Even though it seems like divorce is happening all the time (over 50% of all marriages end in divorce and that number is even higher with celebrities and the entertainment business), there’s still the occasional surprise, like Angelina Jolie’s announcement yesterday which shocked the airwaves and “broke the internet”.
Some celebrity marriages seem more solid than others, but the break up of Brangelina reminds us all that we don’t actually know what is going on behind closed doors; the fans just see what’s happening in the limelight. We only get a glimpse of the trailer, not the whole script.
The “once upon a time” aspect of this Hollywood romance that everyone loved was the Jolie-Pitt modern Brady Bunch style family and how they seemed to make it work. But, now that it isn’t working, there are six young children whose worlds are going to change, no matter how glamorous it might be. At this point the most important thing for Brad and Angelina to do is to focus on what’s best for the children. And, based on their public statements it seems they are both working towards that.
At Divorce Doctor we see families from all walks of life that are dealing with similar situations as the Jolie-Pitt family.
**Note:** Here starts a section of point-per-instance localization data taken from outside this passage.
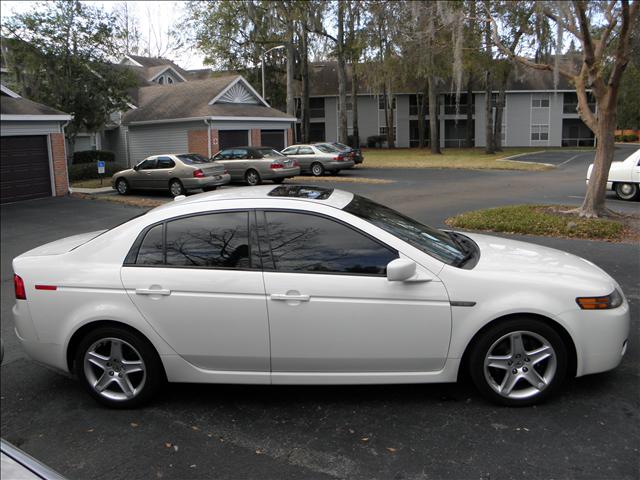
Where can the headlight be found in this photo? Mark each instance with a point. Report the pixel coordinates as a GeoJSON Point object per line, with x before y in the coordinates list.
{"type": "Point", "coordinates": [613, 300]}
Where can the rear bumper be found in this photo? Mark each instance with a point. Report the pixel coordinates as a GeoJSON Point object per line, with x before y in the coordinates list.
{"type": "Point", "coordinates": [281, 173]}
{"type": "Point", "coordinates": [213, 181]}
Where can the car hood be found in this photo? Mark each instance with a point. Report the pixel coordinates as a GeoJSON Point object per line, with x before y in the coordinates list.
{"type": "Point", "coordinates": [526, 260]}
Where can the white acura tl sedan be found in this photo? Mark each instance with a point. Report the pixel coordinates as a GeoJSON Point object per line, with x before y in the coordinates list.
{"type": "Point", "coordinates": [308, 285]}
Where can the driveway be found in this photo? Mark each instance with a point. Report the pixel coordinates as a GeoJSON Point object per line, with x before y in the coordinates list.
{"type": "Point", "coordinates": [417, 431]}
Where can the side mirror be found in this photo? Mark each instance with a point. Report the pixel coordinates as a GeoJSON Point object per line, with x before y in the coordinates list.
{"type": "Point", "coordinates": [403, 270]}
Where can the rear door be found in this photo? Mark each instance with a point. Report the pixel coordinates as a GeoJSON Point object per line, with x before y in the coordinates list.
{"type": "Point", "coordinates": [198, 282]}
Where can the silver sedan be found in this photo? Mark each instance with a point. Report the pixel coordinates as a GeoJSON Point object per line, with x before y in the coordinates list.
{"type": "Point", "coordinates": [318, 158]}
{"type": "Point", "coordinates": [252, 165]}
{"type": "Point", "coordinates": [175, 172]}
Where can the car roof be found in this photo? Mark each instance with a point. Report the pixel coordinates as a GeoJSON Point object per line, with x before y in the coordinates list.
{"type": "Point", "coordinates": [285, 193]}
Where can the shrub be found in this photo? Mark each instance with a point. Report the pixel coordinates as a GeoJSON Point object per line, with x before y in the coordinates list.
{"type": "Point", "coordinates": [87, 171]}
{"type": "Point", "coordinates": [92, 156]}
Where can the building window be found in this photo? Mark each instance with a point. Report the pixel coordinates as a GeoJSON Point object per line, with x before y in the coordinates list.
{"type": "Point", "coordinates": [540, 101]}
{"type": "Point", "coordinates": [381, 102]}
{"type": "Point", "coordinates": [539, 132]}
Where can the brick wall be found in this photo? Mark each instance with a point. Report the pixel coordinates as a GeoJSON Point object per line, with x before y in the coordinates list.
{"type": "Point", "coordinates": [59, 161]}
{"type": "Point", "coordinates": [215, 145]}
{"type": "Point", "coordinates": [256, 139]}
{"type": "Point", "coordinates": [197, 142]}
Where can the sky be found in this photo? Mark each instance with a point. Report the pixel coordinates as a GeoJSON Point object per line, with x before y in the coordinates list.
{"type": "Point", "coordinates": [153, 16]}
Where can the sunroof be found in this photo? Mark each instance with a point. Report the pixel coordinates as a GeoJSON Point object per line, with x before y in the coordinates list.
{"type": "Point", "coordinates": [299, 191]}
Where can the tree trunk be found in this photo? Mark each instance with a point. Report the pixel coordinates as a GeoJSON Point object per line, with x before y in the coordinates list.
{"type": "Point", "coordinates": [434, 136]}
{"type": "Point", "coordinates": [354, 108]}
{"type": "Point", "coordinates": [594, 201]}
{"type": "Point", "coordinates": [342, 77]}
{"type": "Point", "coordinates": [304, 65]}
{"type": "Point", "coordinates": [468, 142]}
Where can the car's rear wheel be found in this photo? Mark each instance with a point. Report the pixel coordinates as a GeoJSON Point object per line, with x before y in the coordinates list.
{"type": "Point", "coordinates": [176, 188]}
{"type": "Point", "coordinates": [118, 367]}
{"type": "Point", "coordinates": [122, 186]}
{"type": "Point", "coordinates": [627, 191]}
{"type": "Point", "coordinates": [252, 178]}
{"type": "Point", "coordinates": [518, 362]}
{"type": "Point", "coordinates": [317, 170]}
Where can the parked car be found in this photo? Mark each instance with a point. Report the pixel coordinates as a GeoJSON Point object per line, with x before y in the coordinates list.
{"type": "Point", "coordinates": [354, 153]}
{"type": "Point", "coordinates": [177, 173]}
{"type": "Point", "coordinates": [301, 285]}
{"type": "Point", "coordinates": [255, 164]}
{"type": "Point", "coordinates": [317, 159]}
{"type": "Point", "coordinates": [624, 177]}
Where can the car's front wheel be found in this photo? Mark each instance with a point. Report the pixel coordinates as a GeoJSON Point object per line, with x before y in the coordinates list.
{"type": "Point", "coordinates": [627, 191]}
{"type": "Point", "coordinates": [518, 362]}
{"type": "Point", "coordinates": [122, 186]}
{"type": "Point", "coordinates": [119, 368]}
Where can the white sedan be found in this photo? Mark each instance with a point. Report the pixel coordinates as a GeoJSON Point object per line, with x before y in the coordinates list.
{"type": "Point", "coordinates": [309, 285]}
{"type": "Point", "coordinates": [624, 177]}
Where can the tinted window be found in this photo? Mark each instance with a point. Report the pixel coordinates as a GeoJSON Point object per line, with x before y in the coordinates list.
{"type": "Point", "coordinates": [191, 158]}
{"type": "Point", "coordinates": [149, 164]}
{"type": "Point", "coordinates": [430, 240]}
{"type": "Point", "coordinates": [216, 240]}
{"type": "Point", "coordinates": [165, 162]}
{"type": "Point", "coordinates": [309, 243]}
{"type": "Point", "coordinates": [151, 248]}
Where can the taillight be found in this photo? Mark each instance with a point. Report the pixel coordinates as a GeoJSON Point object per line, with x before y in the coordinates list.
{"type": "Point", "coordinates": [18, 283]}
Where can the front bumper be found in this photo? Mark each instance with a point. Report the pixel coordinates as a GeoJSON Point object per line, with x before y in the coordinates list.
{"type": "Point", "coordinates": [600, 337]}
{"type": "Point", "coordinates": [212, 181]}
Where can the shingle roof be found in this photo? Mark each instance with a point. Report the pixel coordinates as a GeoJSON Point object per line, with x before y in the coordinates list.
{"type": "Point", "coordinates": [22, 106]}
{"type": "Point", "coordinates": [190, 100]}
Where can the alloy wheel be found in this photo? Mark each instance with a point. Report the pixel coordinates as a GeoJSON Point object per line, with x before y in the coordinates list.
{"type": "Point", "coordinates": [114, 369]}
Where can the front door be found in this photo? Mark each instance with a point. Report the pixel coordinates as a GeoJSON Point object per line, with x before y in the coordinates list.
{"type": "Point", "coordinates": [195, 281]}
{"type": "Point", "coordinates": [332, 309]}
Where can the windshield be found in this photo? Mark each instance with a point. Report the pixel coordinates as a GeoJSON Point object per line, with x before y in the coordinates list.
{"type": "Point", "coordinates": [428, 239]}
{"type": "Point", "coordinates": [191, 158]}
{"type": "Point", "coordinates": [324, 148]}
{"type": "Point", "coordinates": [270, 153]}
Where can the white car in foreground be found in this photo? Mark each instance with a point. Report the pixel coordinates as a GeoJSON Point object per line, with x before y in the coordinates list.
{"type": "Point", "coordinates": [308, 285]}
{"type": "Point", "coordinates": [624, 177]}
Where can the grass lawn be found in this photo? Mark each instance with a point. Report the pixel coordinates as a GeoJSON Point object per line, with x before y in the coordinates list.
{"type": "Point", "coordinates": [92, 183]}
{"type": "Point", "coordinates": [470, 158]}
{"type": "Point", "coordinates": [546, 220]}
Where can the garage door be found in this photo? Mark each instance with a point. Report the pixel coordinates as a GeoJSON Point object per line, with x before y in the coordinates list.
{"type": "Point", "coordinates": [24, 168]}
{"type": "Point", "coordinates": [233, 138]}
{"type": "Point", "coordinates": [272, 138]}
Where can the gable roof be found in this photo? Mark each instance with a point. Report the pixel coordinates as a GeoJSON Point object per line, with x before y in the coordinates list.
{"type": "Point", "coordinates": [190, 100]}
Here are four ways that we encourage our families to experience a Better Divorce and how to focus on their children for Better Parenting through the difficult time of divorce:
In any relationship communication is important. But in a situation of divorce, communication is pivotal if you are to re-define what your new “family” is to become. It’s not just about the communication between the parents, it’s also about communication with the kids. Give your children an honest —but kid-friendly— explanation when they ask questions about the divorce. Younger children will need less details, while the older kids might need more. Let them know about changes in their living environment, school, activities, etc. But don’t overwhelm them with too many details. Assure them that you will deal with the current changes together. And don’t forget to tell them that you love them and that even though you are getting divorced, you are not divorcing them.
- Validate Emotions:
With the children’s ages ranging from 7-14, there are a lot of different stages of development under one roof at the Jolie-Pitt house. Accordingly, the children will understand divorce differently and experience different emotions. It’s important to validate all the emotions your children are experiencing about the divorce, and encourage them to express them in healthy ways. It’s appropriate to have feelings of anger, frustration, fear, confusion, and even excitement. Emotions can be projected in all directions during the confusion of separation and divorce; parents should be ready to accept and acknowledge a full spectrum of feelings.
- Maintain Routines:
We are creatures of habit for a reason. Children thrive with routine and it’s more important than ever to maintain day-to-day rhythms when change is at hand. Anxiety develops when life is unpredictable; kids like to know the basic plan from one day to the next. When parents are divorcing, children’s imaginations can overwhelm them with all of the unknown changes in their future, but daily routine provides a reliable structure that assures them that their world is still intact in lots of predictable ways. When one parent moves to a new residence, it’s important that routines are maintained. If that’s impossible, invite the child(ren) to be a part of creating a new routine. It can be a collaborative process that feels like an art project if drawing some visual aids will be helpful for everyone.
- Create Togetherness:
Keeping the family together even when it’s falling apart can be extremely difficult for adults who are separating but it is incredibly important to demonstrate a united front for the children. Time together should happen however and whenever possible, parents should strive to have family time with all members of the unit. It’s important to demonstrate that a divorce is about dissolving a marriage, not about dissolving the family. Making the effort to be together as a “family” for outings, school events, birthdays, and holiday celebrations will show the children that you mean it and that they mean the most to you.